This image would prompt me to work on this troubling and complicated issue for the next several years. But at the time, the thing that really struck me was the image itself. Why were these women headless? I wondered. And what purpose was their headlessness serving?
At one level, I understood that the women’s faces had been removed from the image to preserve their anonymity, in case their extended families and communities were unaware that they were working as gestational surrogates for foreign couples (consider this image of Indian gestational surrogates covered by surgical masks, which functions in the same way. The only unmasked woman – in the middle – is the doctor). But at another level, the photo encouraged a certain kind of gaze – an exoticized voyeurism in the viewer in which we could look without the risk of anyone looking back.
Theorists from Michel Foucault to Laura Mulvey have discussed the relationship between gaze and power – the idea that we stare at people/objects that we seek to control. In 2009, women’s studies scholar Rosemarie Garland Thompson wrote a book called Staring: How We Look (check out this YouTube mini-lecture she gives on the book), in which she argues that human beings want to stare without being stared at, that we like to look at others without being implicated in our own looking. Images of headless women certainly allow for this kind of gaze.
Over the years, I began to make the connection between the image of headless surrogates and so many others I saw in the media. Consider, for instance, that Asian American book covers often have images of women’s faces which are downcast, or partially covered (say, by a fan). Or, think about the spate of dead or dead appearing young women recently gracing the covers of YA books (TRIGGER WARNING), and the aesthetic fascination with such passive images.

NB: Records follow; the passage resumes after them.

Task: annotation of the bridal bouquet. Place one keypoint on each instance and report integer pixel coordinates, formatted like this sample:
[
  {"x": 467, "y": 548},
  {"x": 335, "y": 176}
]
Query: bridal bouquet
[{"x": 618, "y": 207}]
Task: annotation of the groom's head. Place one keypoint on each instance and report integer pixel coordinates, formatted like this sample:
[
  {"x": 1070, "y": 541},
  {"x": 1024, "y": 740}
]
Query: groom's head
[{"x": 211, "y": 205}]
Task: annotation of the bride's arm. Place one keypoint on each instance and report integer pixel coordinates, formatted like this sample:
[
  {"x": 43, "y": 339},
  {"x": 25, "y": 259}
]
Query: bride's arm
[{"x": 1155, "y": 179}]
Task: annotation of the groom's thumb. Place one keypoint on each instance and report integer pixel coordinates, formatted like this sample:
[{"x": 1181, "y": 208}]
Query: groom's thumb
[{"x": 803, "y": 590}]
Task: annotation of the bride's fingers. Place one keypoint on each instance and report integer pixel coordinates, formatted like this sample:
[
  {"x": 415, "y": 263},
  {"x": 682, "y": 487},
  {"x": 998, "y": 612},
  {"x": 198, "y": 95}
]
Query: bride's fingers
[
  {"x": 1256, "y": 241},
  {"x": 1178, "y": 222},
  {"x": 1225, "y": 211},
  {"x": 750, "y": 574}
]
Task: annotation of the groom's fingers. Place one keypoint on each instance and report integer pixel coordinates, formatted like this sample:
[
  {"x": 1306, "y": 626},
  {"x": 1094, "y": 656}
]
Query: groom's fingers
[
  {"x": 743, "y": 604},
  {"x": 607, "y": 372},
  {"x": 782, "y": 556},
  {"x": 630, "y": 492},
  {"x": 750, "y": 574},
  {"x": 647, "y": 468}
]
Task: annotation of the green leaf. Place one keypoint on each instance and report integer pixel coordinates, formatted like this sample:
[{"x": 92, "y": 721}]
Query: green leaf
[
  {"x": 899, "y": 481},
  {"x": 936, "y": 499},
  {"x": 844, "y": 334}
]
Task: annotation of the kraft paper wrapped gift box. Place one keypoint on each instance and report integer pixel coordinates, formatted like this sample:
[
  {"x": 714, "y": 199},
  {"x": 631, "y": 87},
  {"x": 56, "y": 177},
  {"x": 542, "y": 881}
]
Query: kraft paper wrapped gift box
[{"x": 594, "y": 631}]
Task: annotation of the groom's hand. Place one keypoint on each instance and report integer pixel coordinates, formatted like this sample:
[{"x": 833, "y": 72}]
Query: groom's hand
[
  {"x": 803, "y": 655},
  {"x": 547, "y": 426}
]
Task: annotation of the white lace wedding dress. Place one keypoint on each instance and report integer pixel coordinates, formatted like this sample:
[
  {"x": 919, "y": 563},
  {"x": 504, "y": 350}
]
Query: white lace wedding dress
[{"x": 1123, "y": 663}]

There is of course also a sickening trend toward using violence against women in advertising, as illustrated in this recent Adios, Barbie essay. Even in images where a woman is not being actively hurt, portraying girls and women in passive/vulnerable/violated/dead appearing poses (like these or these, NSFW, TRIGGER WARNING) ultimately contributes to a culture that fetishizes and sexualizes violence against us.
In her “Killing Us Softly” video series, Jean Kilbourne has shown, time and again, how women and girls’ bodies are used in advertising in ways that promote a culture of violence against us in real life. In the words of Marina DelVecchio in this essay on violence against women in the media:
If a woman is looked upon as an object, without feelings, life, soul, or thoughts, then it is easy to ingest images of her that defy her humanity. She is not a woman — a living creature with human attributes. She is merely a body, a vacant, empty, vessel intended to contain the needs of others — preferably men — and her body, which is the most desired aspect of her existence, perfect, lithe, smooth and hair-free, is open for interpretation and domination.
Whether dead, the obvious victim of violence, or simply downcast and passive, images of women who can’t stare back are part and parcel of a broader culture where women are expected to be objects rather than subjects, to be acted upon rather than act, to be dehumanized rather than fully functioning agents in charge of our own destinies. Whether of surrogate mothers, models, or fictional characters, such images help all women to be culturally imagined as, in DelVecchio’s words, “merely … bod(ies)… vacant, empty, vessel(s) intended to contain the needs of others.”
How much more powerful might be images of girls and women that stare right out into the camera, meeting the gaze of the viewer head-on and equal. Or even better, images in which women represent ourselves for ourselves. Not vessels, not vacant, but full-fledged, varied, vibrant, and powerful human beings.